10/22/21
09:55
Andra Day- “Rise up”
At home
For months I haven’t written any posts because to be completely honest, I had nothing to write about, or so I thought. I had no idea what to write about. I had moments where I felt like I exposed myself a little too much. My diagnosis is something I’ve kept a secret for years. It’s a part of me that I didn’t want anyone to know about. So after I shared it on my blog, I had to convince myself why I started a blog in the first place. Sure I want to write a book but over time, my blog became so much more than that. It’s a way to share my experiences with mental illness. I may not have many readers or subscribers but writing it out and sharing is helping me. Even if I have my moments of doubt and moments when I felt like I shared too much, I remind myself that it’s okay.

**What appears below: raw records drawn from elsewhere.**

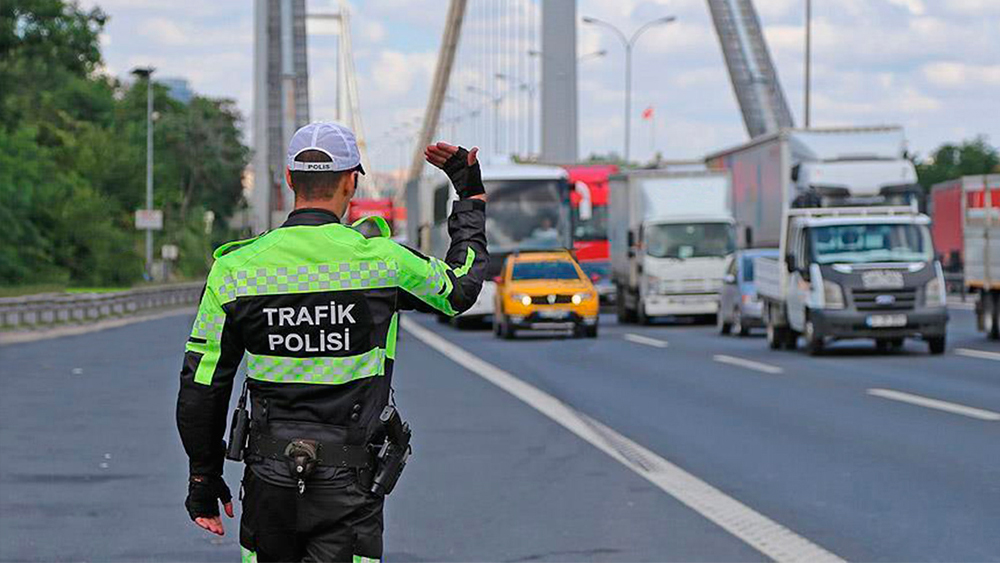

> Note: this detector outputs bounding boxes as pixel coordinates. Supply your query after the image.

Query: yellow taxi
[493,250,600,338]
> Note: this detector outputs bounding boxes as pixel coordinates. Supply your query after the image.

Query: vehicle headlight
[823,280,844,309]
[924,276,947,307]
[646,274,660,293]
[510,293,531,307]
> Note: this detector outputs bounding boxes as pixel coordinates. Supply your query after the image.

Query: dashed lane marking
[400,317,842,562]
[622,333,670,348]
[712,354,785,374]
[868,389,1000,422]
[955,348,1000,362]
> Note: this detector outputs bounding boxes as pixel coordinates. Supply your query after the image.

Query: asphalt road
[0,311,1000,561]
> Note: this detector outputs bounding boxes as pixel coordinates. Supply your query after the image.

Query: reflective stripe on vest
[247,348,386,385]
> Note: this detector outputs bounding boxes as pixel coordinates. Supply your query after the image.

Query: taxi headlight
[823,280,844,309]
[510,293,531,307]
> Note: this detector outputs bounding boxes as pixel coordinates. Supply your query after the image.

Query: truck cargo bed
[753,256,784,301]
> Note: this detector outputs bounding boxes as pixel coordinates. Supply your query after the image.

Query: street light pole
[132,67,154,279]
[583,16,677,163]
[805,0,812,129]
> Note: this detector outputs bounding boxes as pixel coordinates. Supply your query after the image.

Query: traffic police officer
[177,123,488,561]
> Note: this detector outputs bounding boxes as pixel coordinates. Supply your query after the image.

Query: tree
[917,136,1000,190]
[0,0,249,285]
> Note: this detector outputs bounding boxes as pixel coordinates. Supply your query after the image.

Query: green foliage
[0,0,249,286]
[917,136,1000,190]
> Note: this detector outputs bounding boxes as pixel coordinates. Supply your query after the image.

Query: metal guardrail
[0,282,204,329]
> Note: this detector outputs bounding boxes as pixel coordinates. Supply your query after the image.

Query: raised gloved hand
[424,143,486,199]
[184,475,233,536]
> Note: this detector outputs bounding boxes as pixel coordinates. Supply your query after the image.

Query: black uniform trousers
[240,467,383,563]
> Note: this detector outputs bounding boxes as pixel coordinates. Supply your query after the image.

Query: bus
[431,163,573,322]
[563,164,618,302]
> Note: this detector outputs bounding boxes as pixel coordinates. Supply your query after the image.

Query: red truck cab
[347,198,396,236]
[563,164,618,301]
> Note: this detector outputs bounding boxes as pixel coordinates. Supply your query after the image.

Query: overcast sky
[82,0,1000,169]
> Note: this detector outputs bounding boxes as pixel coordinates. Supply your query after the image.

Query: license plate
[538,311,569,319]
[867,315,906,328]
[861,270,903,289]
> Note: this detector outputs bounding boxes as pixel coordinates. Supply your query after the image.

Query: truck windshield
[510,261,580,281]
[809,224,934,264]
[485,179,569,253]
[573,205,608,241]
[644,223,736,258]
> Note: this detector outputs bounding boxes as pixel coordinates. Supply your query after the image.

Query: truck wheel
[784,327,799,350]
[927,336,945,356]
[615,287,633,324]
[767,319,784,350]
[733,307,750,336]
[715,308,733,334]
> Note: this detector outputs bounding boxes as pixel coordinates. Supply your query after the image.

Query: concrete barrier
[0,282,204,329]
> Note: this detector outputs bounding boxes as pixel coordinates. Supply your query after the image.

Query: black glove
[444,147,486,199]
[184,475,233,520]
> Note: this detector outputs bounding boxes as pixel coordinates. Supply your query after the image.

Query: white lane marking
[622,333,670,348]
[712,354,785,374]
[955,348,1000,362]
[868,389,1000,421]
[400,317,842,562]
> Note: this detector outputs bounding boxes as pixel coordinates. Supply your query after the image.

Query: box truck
[931,174,1000,340]
[707,127,948,354]
[609,170,735,324]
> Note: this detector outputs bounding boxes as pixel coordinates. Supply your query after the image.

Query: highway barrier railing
[0,282,205,330]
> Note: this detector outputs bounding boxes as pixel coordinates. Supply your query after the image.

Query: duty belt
[247,432,374,468]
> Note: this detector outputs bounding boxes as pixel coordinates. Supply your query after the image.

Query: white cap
[288,122,365,174]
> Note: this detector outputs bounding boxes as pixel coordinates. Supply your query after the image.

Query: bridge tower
[252,0,309,232]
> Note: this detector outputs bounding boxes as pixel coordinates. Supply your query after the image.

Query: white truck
[707,127,948,354]
[608,170,735,324]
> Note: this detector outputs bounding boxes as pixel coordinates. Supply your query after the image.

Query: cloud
[920,61,1000,89]
[138,18,193,47]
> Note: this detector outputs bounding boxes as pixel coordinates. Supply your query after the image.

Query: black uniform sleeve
[177,275,244,476]
[397,199,490,315]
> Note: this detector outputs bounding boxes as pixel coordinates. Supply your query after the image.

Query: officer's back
[178,124,488,560]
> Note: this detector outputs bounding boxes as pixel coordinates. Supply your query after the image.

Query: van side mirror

Some things that came up for me were being judged, looked at differently, people feeling sorry for me or just people saying to themselves that they knew something was “wrong” with me all along. I feared it so much. That fear of being judged runs deep.
I struggled with exposing myself to my followers so much that for a while I debated whether I should continue sharing and posting and that’s just sad. I’ve had to convince myself that this is good, that I’m reaching people even if those people don’t reach out to me. I hope they read my posts and thought “thank God I’m not alone”. But some people may feel the way I still sometimes struggle with. The shame that comes with accepting you have a chronic illness. An illness that may or may not have changed your outlook on life. An illness that you’ll have forever. The thing is with mental illness, there is still hope. With medication and certain lifestyle changes, there is hope, Even if some days feel like there isn’t any in sight.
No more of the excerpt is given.